About the Operator
The NVIDIA Enterprise Retrieval Augmented Generation (RAG) Large Language Model (LLM) Operator enables cluster administrators to operate the software components and services that are necessary to run RAG pipelines in Kubernetes.
The NVIDIA Enterprise RAG LLM Operator enables early access to an Operator that manages the life cycle of the following key components for RAG pipelines:
NVIDIA Inference Microservice
NVIDIA NeMo Retriever Embedding Microservice
NVIDIA provides a sample RAG pipeline to demonstrate deploying an LLM model, pgvector as a sample vector database, a chat bot web application, and a query server that communicates with the microservices and the vector database.
Early Access
The Operator is available for early access (EA) use only. EA releases are not supported in production environments and are not functionally complete. EA releases provide access to upcoming product features, enabling customers to test functionality and provide feedback during the development process.
You request early access by filling out the form at https://developer.nvidia.com/nemo-microservices-early-access.
Limitations
The Operator has the following limitations:
The Operator supports a single inference model and a single embedding model in a namespace. Using a single instance of the applications has two consequences:
To use more than one model, create another namespace and configure the pipeline in the new namespace.
The models are GPU-specific. For example, the Operator does not support a mix of some nodes with NVIDIA A100 GPUs and other nodes with NVIDIA H100 GPUs with a single instance of the microservices. To support nodes with different GPUs, create another namespace and specify the GPU model in the node selector when you deploy the pipeline.
When you specify an inference or embedding model for the RAG pipeline, the Operator configures an init container to download the model from NVIDIA NGC before the starting the microservice and using the model. The Operator does not support using local models that are not downloaded by the init container.

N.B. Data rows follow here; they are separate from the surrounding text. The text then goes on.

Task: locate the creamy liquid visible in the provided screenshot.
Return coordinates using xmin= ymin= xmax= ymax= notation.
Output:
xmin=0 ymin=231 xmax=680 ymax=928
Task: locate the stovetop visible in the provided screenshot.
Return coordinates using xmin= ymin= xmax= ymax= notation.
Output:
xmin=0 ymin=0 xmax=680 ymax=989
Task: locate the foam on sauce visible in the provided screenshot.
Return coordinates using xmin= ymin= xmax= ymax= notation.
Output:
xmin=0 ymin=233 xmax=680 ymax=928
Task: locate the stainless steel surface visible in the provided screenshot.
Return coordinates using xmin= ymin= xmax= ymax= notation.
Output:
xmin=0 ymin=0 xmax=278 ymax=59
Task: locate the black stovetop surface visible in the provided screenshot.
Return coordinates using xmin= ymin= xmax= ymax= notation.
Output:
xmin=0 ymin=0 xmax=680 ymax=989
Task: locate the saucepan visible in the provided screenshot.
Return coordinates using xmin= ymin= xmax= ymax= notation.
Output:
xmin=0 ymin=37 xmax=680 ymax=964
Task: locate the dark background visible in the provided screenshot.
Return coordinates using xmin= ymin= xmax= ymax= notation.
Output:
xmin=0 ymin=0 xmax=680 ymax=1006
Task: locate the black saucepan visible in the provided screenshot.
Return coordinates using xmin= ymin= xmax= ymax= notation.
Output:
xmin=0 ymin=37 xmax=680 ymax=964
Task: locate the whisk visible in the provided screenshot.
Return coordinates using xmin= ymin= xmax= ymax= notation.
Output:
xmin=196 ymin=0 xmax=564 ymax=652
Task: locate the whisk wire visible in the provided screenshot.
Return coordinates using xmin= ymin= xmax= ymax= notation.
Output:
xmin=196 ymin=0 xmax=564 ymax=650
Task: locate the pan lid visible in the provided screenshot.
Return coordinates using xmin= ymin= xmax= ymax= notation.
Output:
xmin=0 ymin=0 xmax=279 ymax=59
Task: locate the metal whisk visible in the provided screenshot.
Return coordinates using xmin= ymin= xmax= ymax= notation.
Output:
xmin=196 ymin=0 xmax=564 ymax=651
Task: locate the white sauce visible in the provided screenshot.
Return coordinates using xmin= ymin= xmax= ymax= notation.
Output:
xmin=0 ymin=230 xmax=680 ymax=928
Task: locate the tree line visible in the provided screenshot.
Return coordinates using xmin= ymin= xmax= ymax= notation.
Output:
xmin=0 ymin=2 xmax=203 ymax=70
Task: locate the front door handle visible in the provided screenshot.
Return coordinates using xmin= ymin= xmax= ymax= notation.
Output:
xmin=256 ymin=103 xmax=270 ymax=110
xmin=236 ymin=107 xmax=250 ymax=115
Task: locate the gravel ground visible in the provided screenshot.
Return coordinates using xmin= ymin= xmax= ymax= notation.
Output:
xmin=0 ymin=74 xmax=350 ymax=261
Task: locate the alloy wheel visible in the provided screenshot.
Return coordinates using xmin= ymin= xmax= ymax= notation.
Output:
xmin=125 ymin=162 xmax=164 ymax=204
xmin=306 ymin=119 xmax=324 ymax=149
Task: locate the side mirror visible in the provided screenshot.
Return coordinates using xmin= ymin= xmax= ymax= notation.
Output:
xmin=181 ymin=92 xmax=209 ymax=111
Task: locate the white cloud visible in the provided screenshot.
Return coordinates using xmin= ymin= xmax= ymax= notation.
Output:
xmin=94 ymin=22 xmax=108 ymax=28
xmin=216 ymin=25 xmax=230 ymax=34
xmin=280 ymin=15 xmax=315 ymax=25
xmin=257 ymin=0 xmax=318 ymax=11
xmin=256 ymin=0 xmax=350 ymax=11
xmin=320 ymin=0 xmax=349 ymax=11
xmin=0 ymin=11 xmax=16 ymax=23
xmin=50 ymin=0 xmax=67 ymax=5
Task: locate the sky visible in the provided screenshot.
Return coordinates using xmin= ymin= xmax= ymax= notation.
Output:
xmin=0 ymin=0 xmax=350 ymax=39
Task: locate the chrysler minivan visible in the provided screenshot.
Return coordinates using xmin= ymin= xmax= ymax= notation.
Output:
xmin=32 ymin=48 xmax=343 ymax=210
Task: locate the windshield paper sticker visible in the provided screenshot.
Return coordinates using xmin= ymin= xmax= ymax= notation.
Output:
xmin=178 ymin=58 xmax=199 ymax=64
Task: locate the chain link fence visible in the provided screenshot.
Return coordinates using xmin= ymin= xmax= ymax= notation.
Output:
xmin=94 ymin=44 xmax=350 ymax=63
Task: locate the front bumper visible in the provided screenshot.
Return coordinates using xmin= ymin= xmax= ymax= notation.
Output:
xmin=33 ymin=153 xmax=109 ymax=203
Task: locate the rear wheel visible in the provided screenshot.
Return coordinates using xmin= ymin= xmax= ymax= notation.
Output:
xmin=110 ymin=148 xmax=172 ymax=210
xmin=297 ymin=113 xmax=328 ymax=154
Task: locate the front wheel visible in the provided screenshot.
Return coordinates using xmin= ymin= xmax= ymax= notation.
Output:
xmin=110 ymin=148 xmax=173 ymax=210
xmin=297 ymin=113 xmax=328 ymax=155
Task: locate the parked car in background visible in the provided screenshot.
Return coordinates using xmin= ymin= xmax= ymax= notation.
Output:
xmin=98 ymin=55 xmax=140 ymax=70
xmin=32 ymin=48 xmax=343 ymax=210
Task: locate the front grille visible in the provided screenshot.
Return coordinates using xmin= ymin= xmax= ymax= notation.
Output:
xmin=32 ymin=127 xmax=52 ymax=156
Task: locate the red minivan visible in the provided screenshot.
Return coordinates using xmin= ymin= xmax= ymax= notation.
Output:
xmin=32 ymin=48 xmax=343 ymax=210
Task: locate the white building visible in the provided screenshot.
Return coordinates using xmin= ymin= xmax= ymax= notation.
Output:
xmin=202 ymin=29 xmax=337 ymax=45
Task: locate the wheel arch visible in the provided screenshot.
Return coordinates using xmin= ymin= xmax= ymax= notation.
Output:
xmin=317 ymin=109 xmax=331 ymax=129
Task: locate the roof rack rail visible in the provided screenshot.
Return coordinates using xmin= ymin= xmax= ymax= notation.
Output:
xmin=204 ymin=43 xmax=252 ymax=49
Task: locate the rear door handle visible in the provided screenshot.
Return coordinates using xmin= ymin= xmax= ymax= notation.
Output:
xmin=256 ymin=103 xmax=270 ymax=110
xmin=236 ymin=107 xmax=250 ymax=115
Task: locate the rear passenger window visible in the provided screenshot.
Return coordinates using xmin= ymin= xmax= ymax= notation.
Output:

If all the GPUs in your cluster are allocated and you change a Helm pipeline that requires starting a new nemollm-inference, nemollm-embedding, or query pod, the new pods become stuck in a
Pending
state because Kubernetes cannot schedule the new pods to a node with an allocatable GPU resource.The query pod is managed as a Kubernetes deployment. You can change the deployment strategy to
Recreate
instead of the defaultRollingUpdate
strategy. The recreate strategy causes Kubernetes to delete currently running pods before starting new pods. Refer to Common Customizations.The NeMo microservices pods are managed as Kubernetes stateful sets. You must manually delete the currently running pods if no GPU resources are allocatable.
Licences
The following table identifies the licenses for the software components related to the Operator.
Component |
Artifact Type |
Artifact Licenses |
Source Code License |
---|---|---|---|
NVIDIA Enterprise RAG LLM Operator | Helm Chart | Apache 2 | Apache 2 |
NVIDIA Enterprise RAG LLM Operator | Image | NVIDIA Deep Learning Container License | Apache 2 |
NVIDIA Inference Microservice | Helm Chart | NVIDIA Proprietary | NVIDIA Proprietary |
NVIDIA NeMo Retriever Embedding Microservice | Helm Chart | NVIDIA Proprietary | NVIDIA Proprietary |
The NVIDIA Proprietary license is accessible to early-access participants only.
Third Party Software
The Chain Server that you can deploy with the sample Helm pipelines use third party software. You can download the Third Party Licenses.